Ce code de conduite, qui allonge la période de viduité (‘cooling off period’) de 18 mois à 2 ans pour les anciens commissaires européens, et à 3 ans pour l’ancien président de la Commission, avait été annoncé en septembre 2017 par le président de l’institution européenne, Jean-Claude Juncker, lors de son discours sur l’état de l’Union (EUROPE 11863). Il avait été soumis au Parlement européen pour consultation.
Dans une lettre datée du 23 janvier, adressée à M. Juncker et publiée par Sven Giegold (Verts/ALE, allemand), le président du PE, Antonio Tajani, salue les avancées du code de conduite remanié, mais estime qu’une période de viduité de 3 ans pour tous les commissaires serait « désirable ».
Le code remanié définit pour la première fois la notion de conflits d’intérêts. Si d’anciens commissaires ont l’intention de travailler dans des domaines ayant un rapport avec leurs anciens portefeuilles, ils devront au préalable consulter un nouveau comité d’éthique indépendant qui sera en mesure d’émettre des recommandations, voire des réprimandes publiques.
Les commissaires devront réviser chaque année leur déclaration d’intérêts financiers. Tout investissement supérieur à 10 000 euros sera déclaré. Tout bien détenu pouvant faire l’objet d’un conflit d’intérêts pourra être placé, sur demande du président de la Commission, dans une fiducie sans droit de regard (‘blind trust’).
Par ailleurs, la Commission publiera, tous les deux mois à partir de fin février, les frais de déplacement de chaque commissaire. Le commissaire au Budget, alors chargé de l’Économie numérique, Günther Oettinger, avait été critiqué, fin 2016, pour avoir accepté de voyager à bord du jet privé d’un homme d’affaires allemand réputé proche de Moscou (EUROPE 11670).

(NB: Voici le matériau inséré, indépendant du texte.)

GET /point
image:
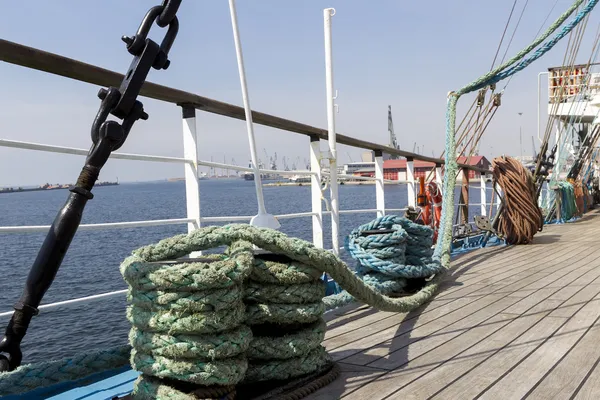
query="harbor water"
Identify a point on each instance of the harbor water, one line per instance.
(92, 264)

PE2019. Une disposition du code remanié prévoit que les commissaires soient autorisés - sans prendre congé - à se porter candidats aux élections européennes et, partant, puissent être choisis en tant que Spitzenkandidaten de leur famille politique.

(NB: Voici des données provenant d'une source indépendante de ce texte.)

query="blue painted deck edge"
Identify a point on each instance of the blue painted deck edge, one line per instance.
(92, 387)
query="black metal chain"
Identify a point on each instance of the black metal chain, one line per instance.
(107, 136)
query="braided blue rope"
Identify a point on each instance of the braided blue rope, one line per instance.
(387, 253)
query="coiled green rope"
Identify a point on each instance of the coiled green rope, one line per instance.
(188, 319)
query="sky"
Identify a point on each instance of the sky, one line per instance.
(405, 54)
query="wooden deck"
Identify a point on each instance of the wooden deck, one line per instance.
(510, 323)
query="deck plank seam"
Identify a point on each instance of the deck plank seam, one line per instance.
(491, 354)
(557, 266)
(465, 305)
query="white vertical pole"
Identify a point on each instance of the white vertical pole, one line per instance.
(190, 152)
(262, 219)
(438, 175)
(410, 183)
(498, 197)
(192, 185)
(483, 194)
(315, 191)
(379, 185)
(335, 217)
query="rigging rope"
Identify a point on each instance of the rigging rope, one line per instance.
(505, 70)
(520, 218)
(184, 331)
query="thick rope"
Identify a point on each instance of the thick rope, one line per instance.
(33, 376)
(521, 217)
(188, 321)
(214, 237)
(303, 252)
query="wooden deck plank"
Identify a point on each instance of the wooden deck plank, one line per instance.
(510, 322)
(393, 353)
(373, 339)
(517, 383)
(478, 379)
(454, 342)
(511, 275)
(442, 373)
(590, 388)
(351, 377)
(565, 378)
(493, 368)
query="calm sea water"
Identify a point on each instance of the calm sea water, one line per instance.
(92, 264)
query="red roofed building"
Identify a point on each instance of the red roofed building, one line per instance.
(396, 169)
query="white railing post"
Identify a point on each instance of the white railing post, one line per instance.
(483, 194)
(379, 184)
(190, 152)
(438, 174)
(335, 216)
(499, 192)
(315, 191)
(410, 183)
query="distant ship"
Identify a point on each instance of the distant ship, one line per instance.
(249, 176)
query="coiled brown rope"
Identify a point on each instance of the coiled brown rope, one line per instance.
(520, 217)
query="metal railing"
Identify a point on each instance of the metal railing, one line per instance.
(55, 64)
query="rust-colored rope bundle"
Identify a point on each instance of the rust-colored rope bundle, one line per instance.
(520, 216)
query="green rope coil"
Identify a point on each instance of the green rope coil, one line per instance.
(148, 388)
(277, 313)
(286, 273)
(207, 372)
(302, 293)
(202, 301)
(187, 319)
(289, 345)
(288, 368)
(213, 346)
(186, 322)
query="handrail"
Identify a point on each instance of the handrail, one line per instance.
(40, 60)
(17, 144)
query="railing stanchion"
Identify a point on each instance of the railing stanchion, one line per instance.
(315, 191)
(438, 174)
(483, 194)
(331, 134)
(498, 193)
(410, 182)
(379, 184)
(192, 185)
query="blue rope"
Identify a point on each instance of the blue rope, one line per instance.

Pour le commissaire à la Croissance, Jyrki Katainen, il était « plutôt curieux » qu’un commissaire ne puisse pas se présenter aux élections européennes alors qu’un ministre peut le faire pour des élections nationales.
Cette disposition sera applicable dès que le Parlement européen l’aura validée, mercredi 7 février, lors d’un vote sur l’accord-cadre révisé entre le PE et la Commission.